Written by Katrina Mountford, Medical Editor.
19th March 2018
Patients with non‐ST‐segment elevation (NSTE) acute coronary syndrome (ACS) undergoing early percutaneous intervention (PCI) who exhibit increased platelet reactivity, defined as high-on treatment platelet rapacity (HPR), are at increased risk of thrombotic events or stent thrombosis. A recent study showed that HPR remained high following PCI in patients with unstable angina loaded with ticagrelor (a potent P2Y12 inhibitor) just before PCI.1 These data indicate that even potent P2Y12 inhibitors do not achieve maximal platelet inhibition during PCI where platelets are highly reactive. Another recent study showed that the absorption of crushed ticagrelor was faster than the integral ticagrelor tablet and HPR was significantly lower with crushed ticagrelor in patients with unstable angina.2 However, the rates of HPR and periprocedural myocardial infarction (MI) in patients treated with crushed ticagrelor vs. eptifibatide bolus (a glycoprotein IIb-IIIa inhibitor (GPI) + clopidogrel have not been investigated.
Dr Leesar presented a study that aimed to test the hypothesis that HPR and periprocedural MI will be significantly lower in patients with unstable angina randomised to eptifibatide bolus + clopidogrel vs. crushed ticagrelor. Of 250 screened patients, 100 patients were randomised to crushed ticagrelor 180 mg (n=50) or eptifibatide bolus + clopidogrel 600 mg (n=50). Baseline patient and procedural characteristics did not differ significantly between groups. Results showed that the rates of HPR were significantly lower with eptifibatide bolus + clopidogrel at 30 min and 2 h as compared with crushed ticagrelor. In addition, the inhibition of platelet aggregation was significantly higher at 30 min, 2h and 4h with eptifibatide bolus + clopidogrel compared with crushed ticagrelor. The incidence of periprocedural MI was significantly higher in the crushed ticagrelor group vs. eptifibatide + clopidogrel group.

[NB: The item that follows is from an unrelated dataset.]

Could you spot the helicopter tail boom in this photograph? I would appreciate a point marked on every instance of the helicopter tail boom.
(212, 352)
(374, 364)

At 24h, the rate of HPR was not significantly different between the groups. The dose of heparin and activated clotting time (ACT) levels were significantly lower with eptifibatide bolus + clopidogrel compared with crushed ticagrelor.

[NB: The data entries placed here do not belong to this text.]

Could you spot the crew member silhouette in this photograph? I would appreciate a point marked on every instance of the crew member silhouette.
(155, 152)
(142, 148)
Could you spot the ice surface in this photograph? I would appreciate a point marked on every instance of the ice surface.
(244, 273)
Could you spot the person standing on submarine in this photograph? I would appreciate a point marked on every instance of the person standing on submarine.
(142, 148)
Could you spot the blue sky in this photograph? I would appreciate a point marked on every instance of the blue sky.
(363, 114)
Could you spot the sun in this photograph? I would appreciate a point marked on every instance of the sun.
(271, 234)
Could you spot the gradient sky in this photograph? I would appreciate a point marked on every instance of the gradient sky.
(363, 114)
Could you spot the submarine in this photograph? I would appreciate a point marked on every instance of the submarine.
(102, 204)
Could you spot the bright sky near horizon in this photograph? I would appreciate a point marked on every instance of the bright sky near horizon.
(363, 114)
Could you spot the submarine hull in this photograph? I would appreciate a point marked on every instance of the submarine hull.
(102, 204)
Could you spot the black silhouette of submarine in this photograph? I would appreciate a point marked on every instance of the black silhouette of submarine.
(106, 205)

These findings might improve the safety of GPI use while significantly inhibiting platelet reactivity. A large randomised trial is warranted to assess the safety and efficacy of eptifibatide bolus + clopidogrel vs. crushed ticagrelor.
1. Angiolillo DJ, Franchi F, Waksman R, et al., Effects of Ticagrelor Versus Clopidogrel in Troponin-Negative Patients With Low-Risk ACS Undergoing Ad Hoc PCI, J Am Coll Cardiol, 2016;67:603-13.
2. Niezgoda P, Sikora J, Baranska M, et al., Crushed sublingual versus oral ticagrelor administration strategies in patients with unstable angina. A pharmacokinetic/pharmacodynamic study, Thromb Haemost, 2017;117:718-26.